Liu Mou miró a la persona dentro del ataúd y suspiró levemente.
Esta persona tenía un aspecto algo erudito, incluso venerable, y desprendía un aire de ser un rey por encima de todo.
Al instante, Liu Mou supo por qué esta persona no vivió mucho: su destino era extraordinario; de haber evitado esta calamidad, su estatus habría ascendido paso a paso, llegando quizás incluso a establecer su propia ciudad.
—Esta gema me resulta algo familiar, pero se ve bastante borrosa —comentó el Viejo Dou, mirando a la persona tendida en el ataúd y acariciándose la barba.
«Mierda, más le vale a este viejo no encapricharse de esto; todavía lo quiero.
He malgastado un montón de puntos para conseguir un trasto.
Si se lo lleva, que ni se le ocurra venir a pedirme favores cuando salgamos», maldijo Liu Mou para sus adentros.
—Yinya, ven a echar un vistazo —dijo el Viejo Dou, haciendo señas a Dou Yinya para que se acercara—.
Siento que esta cosa me resulta familiar, confírmalo tú.
«De la Dinastía Hummer, el primer tesoro que Occidente entregó a Huaxia.
Una vez oí de un diplomático extranjero que esta piedra fue descubierta por accidente mientras construían una casa con piedras durante un período particularmente tumultuoso y devastado por la guerra para ese pueblo.
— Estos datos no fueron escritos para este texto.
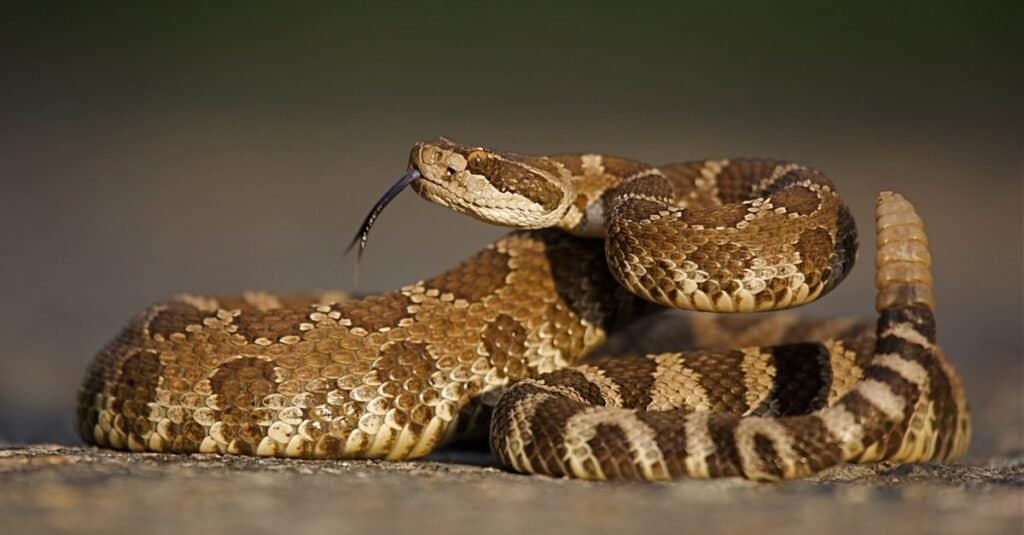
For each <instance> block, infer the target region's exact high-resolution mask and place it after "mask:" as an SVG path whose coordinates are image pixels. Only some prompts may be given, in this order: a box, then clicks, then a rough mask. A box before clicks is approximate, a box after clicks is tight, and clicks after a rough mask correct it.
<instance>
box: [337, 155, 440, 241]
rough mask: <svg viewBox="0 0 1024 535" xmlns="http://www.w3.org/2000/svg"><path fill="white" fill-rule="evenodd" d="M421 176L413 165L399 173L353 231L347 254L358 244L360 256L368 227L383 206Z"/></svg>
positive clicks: (366, 239)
Por ello, presentaron esta vibrante piedra como regalo a la Gran Tang, y posteriormente, la Gran Tang respondió enviando tropas para ayudar a estabilizar su nación.
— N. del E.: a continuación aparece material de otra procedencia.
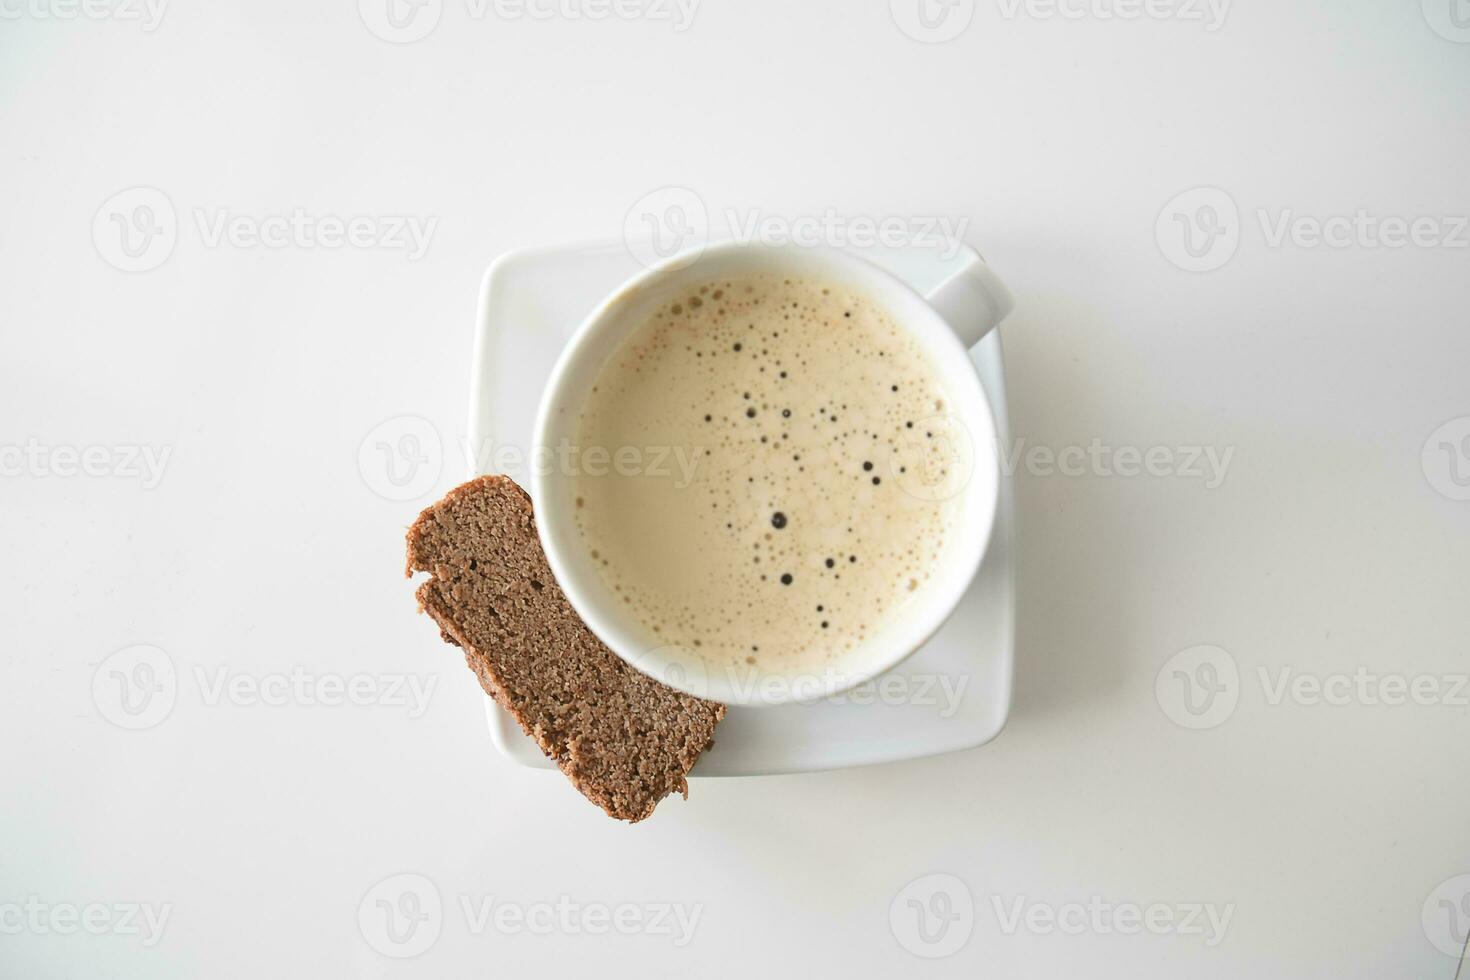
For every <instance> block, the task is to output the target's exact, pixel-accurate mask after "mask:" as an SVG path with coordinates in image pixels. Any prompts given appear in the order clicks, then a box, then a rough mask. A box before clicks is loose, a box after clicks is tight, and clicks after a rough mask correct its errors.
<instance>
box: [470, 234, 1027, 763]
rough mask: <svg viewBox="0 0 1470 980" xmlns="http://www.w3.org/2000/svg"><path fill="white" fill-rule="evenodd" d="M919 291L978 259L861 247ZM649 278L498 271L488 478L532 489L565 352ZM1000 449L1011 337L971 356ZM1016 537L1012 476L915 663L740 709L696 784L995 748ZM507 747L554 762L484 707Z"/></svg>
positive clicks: (475, 429)
mask: <svg viewBox="0 0 1470 980" xmlns="http://www.w3.org/2000/svg"><path fill="white" fill-rule="evenodd" d="M854 251H857V254H861V256H864V257H867V259H870V260H872V262H875V263H878V264H879V266H882V267H885V269H888V270H889V272H892V273H894V275H897V276H898V278H900V279H903V281H906V282H908V284H910V285H911V287H913V288H914V289H917V291H919V292H928V291H929V289H932V288H933V287H936V285H939V284H941V282H942V281H944V279H945V278H947V276H948V275H950V272H953V270H956V269H958V267H960V266H961V264H964V262H966V254H967V253H963V251H961V253H958V254H956V256H953V257H948V259H947V257H944V256H941V254H939V251H938V250H933V248H898V250H894V248H870V250H854ZM639 270H641V266H639V264H638V262H637V260H635V259H634V257H632V254H629V253H628V250H626V248H625V247H623V245H622V244H582V245H564V247H551V248H532V250H519V251H513V253H509V254H506V256H501V257H500V259H497V260H495V262H494V263H492V264H491V266H490V269H488V270H487V272H485V282H484V285H482V287H481V295H479V323H478V326H476V335H475V354H473V364H472V370H473V375H472V381H470V414H469V445H470V447H475V458H476V464H475V466H476V469H478V472H482V473H490V472H504V473H506V475H507V476H510V478H513V479H514V480H516V482H517V483H520V485H522V486H526V488H529V486H531V480H529V473H528V472H526V460H528V457H529V450H531V442H532V439H531V436H532V428H534V422H535V413H537V406H538V404H539V401H541V392H542V389H544V388H545V382H547V379H548V378H550V375H551V367H553V364H554V363H556V359H557V354H560V351H562V348H563V345H564V344H566V342H567V339H569V338H570V335H572V334H573V332H575V331H576V328H578V326H579V325H581V323H582V320H584V319H585V317H587V314H588V313H591V311H592V309H594V307H595V306H597V304H598V303H600V301H601V300H603V298H604V297H606V295H607V294H609V292H612V291H613V289H614V288H617V287H619V285H622V284H623V282H625V281H626V279H629V278H631V276H634V275H635V273H638V272H639ZM970 359H972V360H973V361H975V366H976V369H978V372H979V375H980V382H982V383H983V385H985V391H986V394H989V397H991V407H992V408H994V411H995V423H997V430H998V435H1000V445H1001V447H1004V445H1008V442H1010V420H1008V416H1007V410H1005V370H1004V363H1003V356H1001V341H1000V331H994V332H991V334H989V335H988V336H986V338H985V339H983V341H980V344H978V345H976V347H975V350H972V351H970ZM1014 541H1016V520H1014V501H1013V486H1011V479H1010V476H1007V475H1004V473H1003V475H1001V485H1000V505H998V513H997V519H995V530H994V536H992V539H991V547H989V551H988V552H986V555H985V563H983V566H982V567H980V572H979V576H978V577H976V579H975V583H973V585H972V586H970V591H969V592H967V594H966V595H964V598H963V599H961V602H960V605H958V608H957V610H956V611H954V616H951V617H950V621H948V623H945V624H944V627H942V629H941V630H939V632H938V633H935V636H933V638H932V639H931V641H929V642H928V644H925V646H923V648H922V649H919V651H917V652H916V654H914V655H913V657H910V658H908V660H906V661H904V663H903V664H900V666H898V667H895V669H894V670H891V671H888V673H886V674H883V676H882V677H878V679H876V680H872V682H869V683H867V685H863V686H861V688H857V689H856V691H851V692H848V693H845V695H841V696H839V698H835V699H832V701H822V702H817V704H810V705H785V707H775V708H742V707H732V708H731V710H729V714H726V717H725V721H723V723H720V729H719V732H717V735H716V739H714V746H713V748H711V749H710V751H709V752H707V754H706V755H704V757H703V758H700V763H698V765H697V767H695V768H694V773H691V776H764V774H775V773H806V771H817V770H828V768H847V767H853V765H870V764H875V763H892V761H898V760H906V758H919V757H923V755H936V754H939V752H953V751H956V749H966V748H975V746H978V745H983V743H985V742H989V741H991V739H994V738H995V736H997V735H1000V730H1001V729H1003V727H1004V726H1005V716H1007V713H1008V711H1010V698H1011V670H1013V664H1014V645H1016V644H1014V639H1016V629H1014V607H1016V602H1014V594H1016V576H1014ZM485 711H487V716H488V720H490V732H491V736H492V738H494V742H495V745H497V746H498V748H500V751H501V752H504V754H506V755H509V757H510V758H513V760H516V761H517V763H520V764H523V765H531V767H537V768H550V767H551V763H550V761H548V760H547V758H545V757H544V755H542V754H541V749H538V748H537V745H535V743H534V742H532V741H531V738H529V736H526V735H525V733H523V732H522V730H520V727H519V726H517V724H516V723H514V720H513V718H512V717H510V716H509V714H507V713H504V711H501V710H500V708H498V707H497V705H495V702H494V701H491V699H490V698H487V699H485Z"/></svg>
Después, las relaciones entre los dos países se volvieron muy amistosas».
«Sin embargo, después de la muerte del emperador de la Gran Tang, que debió de ser Wu Zetian, la relación entre los dos países se fue enfriando gradualmente.
Aunque hubo una vez una crisis en la Gran Tang en la que esa nación extendió una mano amiga, no impidió el declive de la Gran Tang».
«Es probable que este tesoro no fuera valorado por el emperador de la Gran Tang en aquel entonces, y luego se dice que fue recompensado a alguien que había hecho contribuciones significativas a la corte.
Creo que ese debe ser el caso; después de todo, no soy una persona de esa época».
La voz de Pequeño Yao resonó en la mente de Liu Mou, cada palabra como si lo estuviera viviendo en primera persona.